First, I defined a set of true lighthouse parameter values, as well as a total number of flashes to generate:

"""Pertinent parameter values"""
a = float(1) #true lighthouse alpha parameter
b = float(2) #true lighthouse beta parameter
j = 8 #I'll generate 2^j data points

"""Generating data to conditionalize on"""
thetaD = np.random.uniform(-np.pi/2, np.pi/2, 2**j) #theta data, drawn from uniform distribution between -pi/2 and pi/2
xD = b*np.tan(thetaD) + a #position data from photodetectors

Next, I discretized the $\alpha-\beta$ plane into a 2-D grid of $(\alpha,\beta)$ tuples to consider.

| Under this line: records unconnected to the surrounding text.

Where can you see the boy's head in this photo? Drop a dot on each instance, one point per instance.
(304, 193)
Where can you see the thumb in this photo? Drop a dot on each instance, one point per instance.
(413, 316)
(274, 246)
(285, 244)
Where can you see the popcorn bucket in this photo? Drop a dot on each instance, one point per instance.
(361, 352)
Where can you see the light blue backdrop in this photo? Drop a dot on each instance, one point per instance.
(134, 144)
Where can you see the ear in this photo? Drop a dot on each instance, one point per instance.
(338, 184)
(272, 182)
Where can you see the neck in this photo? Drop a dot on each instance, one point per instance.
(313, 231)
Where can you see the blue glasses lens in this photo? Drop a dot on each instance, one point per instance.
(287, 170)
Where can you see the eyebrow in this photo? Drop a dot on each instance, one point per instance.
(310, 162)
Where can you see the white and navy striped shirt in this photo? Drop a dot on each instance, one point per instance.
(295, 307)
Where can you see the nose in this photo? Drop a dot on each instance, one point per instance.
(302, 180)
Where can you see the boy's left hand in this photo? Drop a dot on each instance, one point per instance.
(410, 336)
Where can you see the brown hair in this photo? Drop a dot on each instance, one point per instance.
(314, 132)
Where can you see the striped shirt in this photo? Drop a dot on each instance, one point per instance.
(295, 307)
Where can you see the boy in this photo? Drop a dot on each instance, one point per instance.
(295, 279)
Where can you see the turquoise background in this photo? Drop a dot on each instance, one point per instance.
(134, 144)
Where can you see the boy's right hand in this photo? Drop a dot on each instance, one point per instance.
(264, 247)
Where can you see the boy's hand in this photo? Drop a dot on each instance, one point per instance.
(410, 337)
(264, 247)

parmsA = np.linspace(-5, 5, num = 1001)#alpha parameter vals
parmsB = np.linspace(0, 5, num = 501)#beta parameter vals
aa, bb = parms = np.meshgrid(parmsA, parmsB)

For a single $(\alpha,\beta)$ pair, updating the probability based on a photodetector datapoint is accomplished exactly as we derived in the previous section:

def Prob(alp, beta, x, priorAB):
	pro = priorAB
	lh = beta/(np.pi * ((x-alp)**2 + beta**2))
	pro = pro*lh
	return pro

where lh is the Lorentzian likelihood function specific to that particular $(\alpha,\beta)$ pair.

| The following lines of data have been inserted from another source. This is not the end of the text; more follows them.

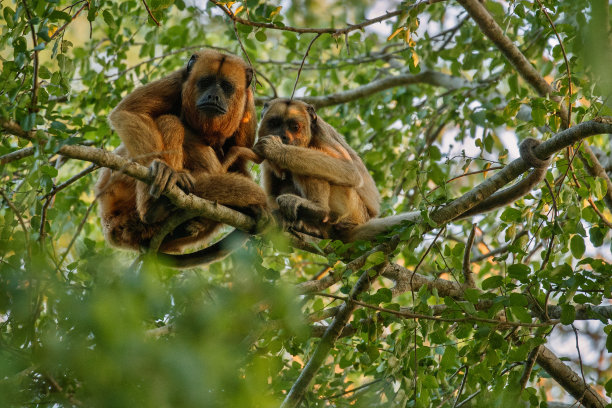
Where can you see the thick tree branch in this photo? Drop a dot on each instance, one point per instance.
(333, 331)
(568, 379)
(494, 32)
(427, 77)
(517, 167)
(332, 31)
(205, 208)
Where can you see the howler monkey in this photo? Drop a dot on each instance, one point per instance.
(311, 174)
(181, 126)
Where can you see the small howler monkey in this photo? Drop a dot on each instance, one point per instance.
(311, 174)
(181, 126)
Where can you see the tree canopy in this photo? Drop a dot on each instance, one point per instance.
(512, 306)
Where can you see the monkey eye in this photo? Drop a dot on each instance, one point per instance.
(274, 123)
(191, 62)
(205, 82)
(294, 126)
(227, 87)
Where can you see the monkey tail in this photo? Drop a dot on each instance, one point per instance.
(378, 226)
(208, 255)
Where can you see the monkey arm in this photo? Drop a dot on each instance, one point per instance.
(518, 190)
(239, 152)
(308, 162)
(134, 118)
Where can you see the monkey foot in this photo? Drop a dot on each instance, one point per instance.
(164, 177)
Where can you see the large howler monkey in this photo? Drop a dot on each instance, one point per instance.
(181, 126)
(311, 174)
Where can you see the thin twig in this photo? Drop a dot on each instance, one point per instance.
(34, 100)
(71, 180)
(354, 389)
(470, 173)
(467, 272)
(467, 370)
(578, 350)
(77, 233)
(569, 73)
(332, 31)
(297, 78)
(246, 54)
(529, 364)
(17, 214)
(62, 28)
(410, 315)
(150, 13)
(16, 155)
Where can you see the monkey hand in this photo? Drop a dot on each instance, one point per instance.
(288, 205)
(264, 220)
(165, 176)
(268, 146)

Now, we want to iteratively update each $(\alpha,\beta)$ tuple in the meshgrid after each additional photedector recording. This step is admittedly a bit gross…

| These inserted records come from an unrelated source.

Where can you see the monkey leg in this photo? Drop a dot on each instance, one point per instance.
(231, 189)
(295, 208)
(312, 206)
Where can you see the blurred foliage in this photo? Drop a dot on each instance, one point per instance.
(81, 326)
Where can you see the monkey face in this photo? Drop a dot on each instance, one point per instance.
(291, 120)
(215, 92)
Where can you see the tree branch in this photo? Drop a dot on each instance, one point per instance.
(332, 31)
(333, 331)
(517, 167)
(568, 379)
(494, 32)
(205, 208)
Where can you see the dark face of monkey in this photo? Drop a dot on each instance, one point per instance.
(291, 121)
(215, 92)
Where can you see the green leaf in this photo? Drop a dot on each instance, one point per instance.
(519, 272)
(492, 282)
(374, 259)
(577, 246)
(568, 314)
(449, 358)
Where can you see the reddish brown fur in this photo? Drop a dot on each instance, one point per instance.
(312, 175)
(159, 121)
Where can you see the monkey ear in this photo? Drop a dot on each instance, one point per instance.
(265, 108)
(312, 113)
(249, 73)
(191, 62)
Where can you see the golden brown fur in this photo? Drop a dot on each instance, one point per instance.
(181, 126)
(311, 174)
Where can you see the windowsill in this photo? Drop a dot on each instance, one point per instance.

def Conditioner(data, j, aparms, bparms, priorA, priorB, arg1=None,arg2=None, arg3=None,arg4=None):
#Same as Conditioner, but uses log likelihood, as recommended by the hint.
	priAlpha = priorA(aparms, arg1, arg2)
	priBeta  = priorB(bparms, arg3, arg4)
	OB = np.multiply(priAlpha, priBeta)
	OB = OB/float(np.sum(OB)) #Distribution prior to data, normalized
	posts = OB
	distrbs = OB[...,np.newaxis] #this will store my distribution for each subset of data
	m = np.amax(OB)
	stats = np.array([0.0, 0.0, OB[0,0]])
	print("l = 0, Stats = ", stats)
	allStats = stats
	for i in range(0, 2**j):
		d = data[i] #treat previous probH as prior, and then parameterize ith data point.
		assert(aparms.shape == bparms.shape == posts.shape)
		posts = Prob(aparms, bparms, d, posts)
		posts = posts/np.sum(posts) #normalizing
		stats = WeightedStats(aparms, bparms, posts)
		if i+1 in np.exp2(np.arange(j)):
			print("l = ", i+1, ", Stats: = ", stats)
		distrbs = np.concatenate((distrbs, posts[...,np.newaxis]), axis = -1)
		allStats = np.vstack((allStats, stats))
		if m < np.amax(posts): 
			m = np.amax(posts)		
	return (distrbs, allStats, m) #returns a tuple with all that stuff...

Note that if all I had cared about was identifying the most likely $(\alpha,\beta)$ pair after considering all $2^j$ data points, it would be more efficient to simply compute the sum (at each grid coordinate) of the log likelihoods over the total data set, and identify the tuple with the largest sum. I instead elected to write the more pained function above, because I had wanted to animate the Bayesian updating of the posterior distribution after each additional data point (see animations at top and bottom of page). Additionally, instead of estimating the optimal (largest posterior) $(\alpha,\beta)$ pair with this brute-force grid sampling, we could survey the parameter space more intelligently by using Markov chain Monte Carlo sampling methods (and indeed this was the focus of the next Ph21 assignment), but that’s a topic for another time.